ANKARA
The International Monetary Fund has forecast Ukraine's economic growth in 2015 to negative 9 percent, and projects inflation to reach 46 percent by the year end, the organization said in a statement late Sunday night.
It called the economic environment in Ukraine “exceptionally difficult” in part because of the unresolved conflict in the East, which took a heavier than expected toll on the economy in the first quarter of 2015.
"Inflation was mostly driven by one-off pass-through effects of the large exchange rate depreciation in February as well as the needed energy price increases," the statement said.
There were some positive developments. "The foreign exchange market has remained broadly stable. Gross international reserves, although still very low, have increased to $9.6 billion at end-April. Banks' deposits in domestic currency have been recovering," the statement said.
The IMF last month made a $17.5 billion loan to Ukraine, with conditions about economic reforms. The statement praised the government's reform efforts.

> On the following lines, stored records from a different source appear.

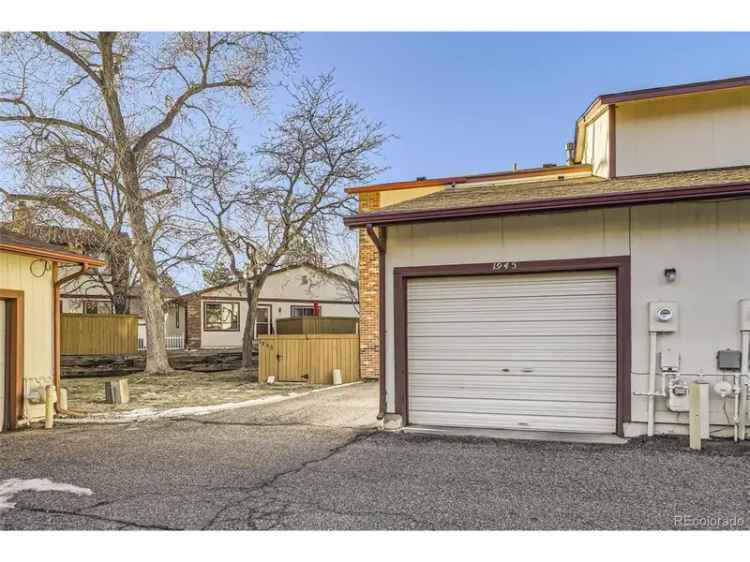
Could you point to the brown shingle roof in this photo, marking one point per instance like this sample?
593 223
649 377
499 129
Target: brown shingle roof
562 193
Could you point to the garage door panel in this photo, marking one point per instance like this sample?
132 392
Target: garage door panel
510 387
538 423
518 328
528 351
511 349
513 286
513 407
520 309
477 367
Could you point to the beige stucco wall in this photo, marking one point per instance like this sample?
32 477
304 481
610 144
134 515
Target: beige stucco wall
596 145
689 132
707 242
16 274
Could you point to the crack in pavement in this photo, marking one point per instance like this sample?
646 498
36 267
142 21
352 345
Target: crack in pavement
368 428
271 481
122 522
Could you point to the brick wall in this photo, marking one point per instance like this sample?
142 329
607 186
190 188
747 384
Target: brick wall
369 303
193 323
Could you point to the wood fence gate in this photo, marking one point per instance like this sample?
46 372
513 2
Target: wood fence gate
309 358
98 334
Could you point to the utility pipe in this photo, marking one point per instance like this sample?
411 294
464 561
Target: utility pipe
744 371
56 349
651 381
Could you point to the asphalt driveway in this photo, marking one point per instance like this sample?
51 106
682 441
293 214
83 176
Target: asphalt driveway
315 462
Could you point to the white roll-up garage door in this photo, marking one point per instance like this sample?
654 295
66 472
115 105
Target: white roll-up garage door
519 351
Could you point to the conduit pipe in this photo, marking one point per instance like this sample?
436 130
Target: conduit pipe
744 371
56 349
651 381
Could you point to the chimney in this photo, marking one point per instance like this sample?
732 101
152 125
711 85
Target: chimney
21 218
570 152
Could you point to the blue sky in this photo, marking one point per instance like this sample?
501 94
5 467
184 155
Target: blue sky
476 102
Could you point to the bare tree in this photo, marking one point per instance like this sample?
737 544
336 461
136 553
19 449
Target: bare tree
285 206
129 95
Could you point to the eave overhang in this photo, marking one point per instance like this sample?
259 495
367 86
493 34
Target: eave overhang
52 255
620 199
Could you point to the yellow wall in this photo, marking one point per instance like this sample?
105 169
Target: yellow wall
596 147
399 195
16 274
690 132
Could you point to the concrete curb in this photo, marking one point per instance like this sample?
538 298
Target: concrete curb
146 414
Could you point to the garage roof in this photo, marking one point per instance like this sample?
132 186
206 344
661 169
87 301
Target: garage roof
562 194
11 242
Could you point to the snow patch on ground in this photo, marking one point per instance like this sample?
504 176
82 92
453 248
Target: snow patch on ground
152 414
12 486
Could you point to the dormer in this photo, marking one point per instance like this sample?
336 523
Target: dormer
696 126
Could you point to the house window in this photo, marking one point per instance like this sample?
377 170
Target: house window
221 316
97 307
263 321
303 310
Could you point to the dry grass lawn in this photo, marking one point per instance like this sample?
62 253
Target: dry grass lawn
183 388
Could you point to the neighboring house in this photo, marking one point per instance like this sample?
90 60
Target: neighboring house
29 323
92 292
555 299
215 317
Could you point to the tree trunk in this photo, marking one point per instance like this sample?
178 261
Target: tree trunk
252 293
157 360
117 262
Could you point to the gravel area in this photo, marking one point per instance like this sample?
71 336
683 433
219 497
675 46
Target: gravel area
182 388
316 462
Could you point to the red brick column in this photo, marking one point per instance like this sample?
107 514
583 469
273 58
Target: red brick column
369 301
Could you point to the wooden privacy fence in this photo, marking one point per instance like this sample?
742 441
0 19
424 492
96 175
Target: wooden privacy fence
316 325
310 358
98 334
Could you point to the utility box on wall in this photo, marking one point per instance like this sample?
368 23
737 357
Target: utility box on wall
663 316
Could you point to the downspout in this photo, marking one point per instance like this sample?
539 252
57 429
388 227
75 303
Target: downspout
56 350
380 244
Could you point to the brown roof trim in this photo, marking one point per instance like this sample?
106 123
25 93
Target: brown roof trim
54 255
676 90
644 197
527 173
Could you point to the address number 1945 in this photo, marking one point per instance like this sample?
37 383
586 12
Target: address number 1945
504 266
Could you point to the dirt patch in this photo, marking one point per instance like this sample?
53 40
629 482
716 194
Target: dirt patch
183 388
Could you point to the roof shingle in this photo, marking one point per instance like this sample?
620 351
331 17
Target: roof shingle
549 190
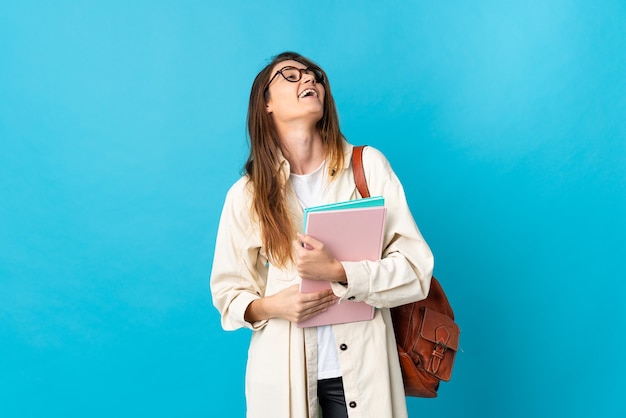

“The authorities recognize that decisive implementation of economic reforms is indispensable for entrenching financial stability and restoring robust and sustainable growth.
“They are committed to advancing fiscal consolidation and energy sector reforms, including further energy tariff adjustments to eliminate the large losses of [national gas supplier] Naftogaz, reduce energy consumption, and foster energy independence. They are also moving ahead with the rehabilitation of the banking system, and the improvement of the business environment to enhance the productive potential of the economy," the statement added.